La mode semble être aux directions de fonds internes, qui permet une complète maîtrise des produits. Mais quand on creuse le sujet, on se rend rapidement compte que les avis divergent. La décision dépend du fonds et de sa stratégie d'allocation de ses ressources humaines et financières. Avec quand même deux constats: En dessous de 500 millions de fortune, mieux vaut opter pour une direction de fonds externe. Et en dessus de 2 milliards, la direction de fonds interne est souvent préférée. Notre enquête.
Depuis peu, Procimmo SA a internalisé sa direction de fonds. Signe d'une tendance ? Après avoir interrogé plusieurs gérants, quelques constats: En dessous de 500 millions de francs sous gestion il vaut mieux externaliser, au-dessus de 2 milliards l'internalisation est probablement la solution la moins chère et la plus efficiente. Entre les deux ? Tout dépend de la stratégie du fonds en matière d'allocation de ses ressources humaines et financières.

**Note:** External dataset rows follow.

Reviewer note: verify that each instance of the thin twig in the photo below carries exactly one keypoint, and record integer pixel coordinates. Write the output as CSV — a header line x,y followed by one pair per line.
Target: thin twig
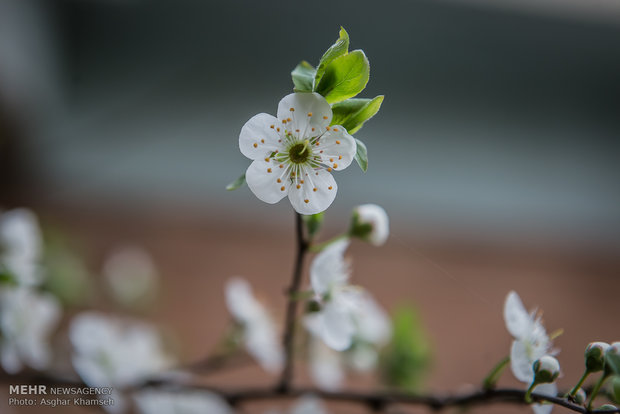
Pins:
x,y
291,310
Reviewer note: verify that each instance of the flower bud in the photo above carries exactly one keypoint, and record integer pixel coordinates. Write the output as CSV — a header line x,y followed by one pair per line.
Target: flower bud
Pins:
x,y
370,222
546,369
612,359
595,356
580,396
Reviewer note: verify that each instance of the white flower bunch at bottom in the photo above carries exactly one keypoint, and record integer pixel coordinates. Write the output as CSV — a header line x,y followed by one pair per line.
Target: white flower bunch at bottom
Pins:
x,y
259,331
152,401
115,352
27,318
347,312
530,344
21,246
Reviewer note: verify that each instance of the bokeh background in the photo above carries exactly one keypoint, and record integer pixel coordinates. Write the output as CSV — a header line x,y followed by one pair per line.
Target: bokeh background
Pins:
x,y
496,154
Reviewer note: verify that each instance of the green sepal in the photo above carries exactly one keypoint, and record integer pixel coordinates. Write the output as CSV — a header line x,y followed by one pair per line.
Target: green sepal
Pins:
x,y
339,48
239,182
352,113
344,77
303,77
361,155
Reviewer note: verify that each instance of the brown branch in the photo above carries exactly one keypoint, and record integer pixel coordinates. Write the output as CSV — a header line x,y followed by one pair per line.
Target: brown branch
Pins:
x,y
291,310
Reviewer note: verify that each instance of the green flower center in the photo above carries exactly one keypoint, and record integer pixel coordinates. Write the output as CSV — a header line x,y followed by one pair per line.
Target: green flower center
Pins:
x,y
300,152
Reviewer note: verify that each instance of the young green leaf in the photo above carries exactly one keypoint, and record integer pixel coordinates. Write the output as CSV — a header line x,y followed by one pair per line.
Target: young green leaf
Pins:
x,y
344,77
303,76
239,182
341,47
361,156
352,113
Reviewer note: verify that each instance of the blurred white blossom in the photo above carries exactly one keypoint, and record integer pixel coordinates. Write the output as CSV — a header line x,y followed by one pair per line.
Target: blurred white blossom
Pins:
x,y
27,318
347,312
325,366
259,330
371,222
530,344
151,401
115,352
295,153
21,246
130,274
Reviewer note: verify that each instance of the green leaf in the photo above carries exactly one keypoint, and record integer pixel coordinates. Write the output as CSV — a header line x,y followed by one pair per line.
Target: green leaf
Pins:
x,y
405,361
352,113
303,76
239,182
341,47
361,156
344,77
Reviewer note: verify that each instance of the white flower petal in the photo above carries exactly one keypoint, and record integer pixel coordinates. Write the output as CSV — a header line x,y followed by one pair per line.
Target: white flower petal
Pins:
x,y
338,327
338,148
257,138
310,110
307,200
329,269
518,321
262,178
521,362
549,389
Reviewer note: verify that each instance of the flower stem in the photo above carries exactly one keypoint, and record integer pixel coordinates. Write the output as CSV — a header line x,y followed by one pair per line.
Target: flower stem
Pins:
x,y
596,389
291,310
579,384
491,379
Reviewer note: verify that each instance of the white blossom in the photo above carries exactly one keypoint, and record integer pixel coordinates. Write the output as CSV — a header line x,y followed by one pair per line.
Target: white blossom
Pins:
x,y
27,318
260,333
295,153
348,312
112,352
151,401
377,218
325,366
530,344
21,246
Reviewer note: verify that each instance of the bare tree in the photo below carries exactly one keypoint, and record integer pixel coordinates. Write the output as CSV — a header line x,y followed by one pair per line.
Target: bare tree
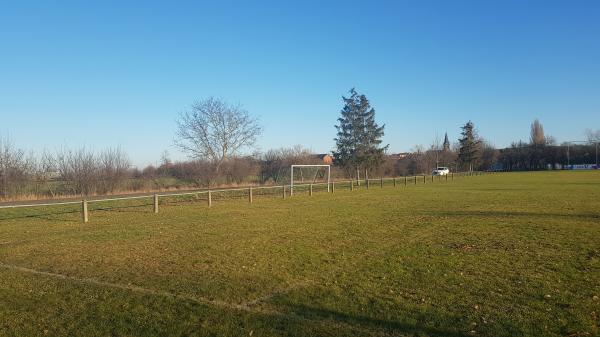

Assumons d'abord quelques abus de langage
D'abord une précision. Pour des questions de clarté, nous allons nous permettre quelques abus de langage. En effet, nous allons parler dans cet article de direction de fonds interne et externe, deux expressions communément admises chez les asset managers et les investisseurs même si, juridiquement, ça ne veut rien dire.
En effet, il n’y a pas de concept d’«externalisation» de direction de fonds dans la réglementation. Pour lancer un fonds, on peut décider de demander soit une autorisation en tant que direction de fonds, soit une autorisation, plus simple à obtenir auprès de la FINMA, en tant que fonds ou en tant que gestionnaire de placement collectif. Mais si cette solution est moins onéreuse - en termes d'organisation, structure, compétences requises, etc. -, elle oblige à passer ensuite par une direction de fonds.
Pour une maîtrise complète de ses produits
Revenons donc à Procimmo. Pour Terence Kast, COO, internaliser la direction de fonds permet une complète maîtrise des produits. Un argument répété par tous les gérants de fonds interrogés. «Depuis quelques années, Procimmo a beaucoup travaillé sur son organisation et sur la manière de gérer le plus efficacement possible ses produits. Dans ce contexte, nous sommes arrivés à la conclusion que nous étions désormais en mesure d’opérer seuls les tâches d’une direction de fonds.»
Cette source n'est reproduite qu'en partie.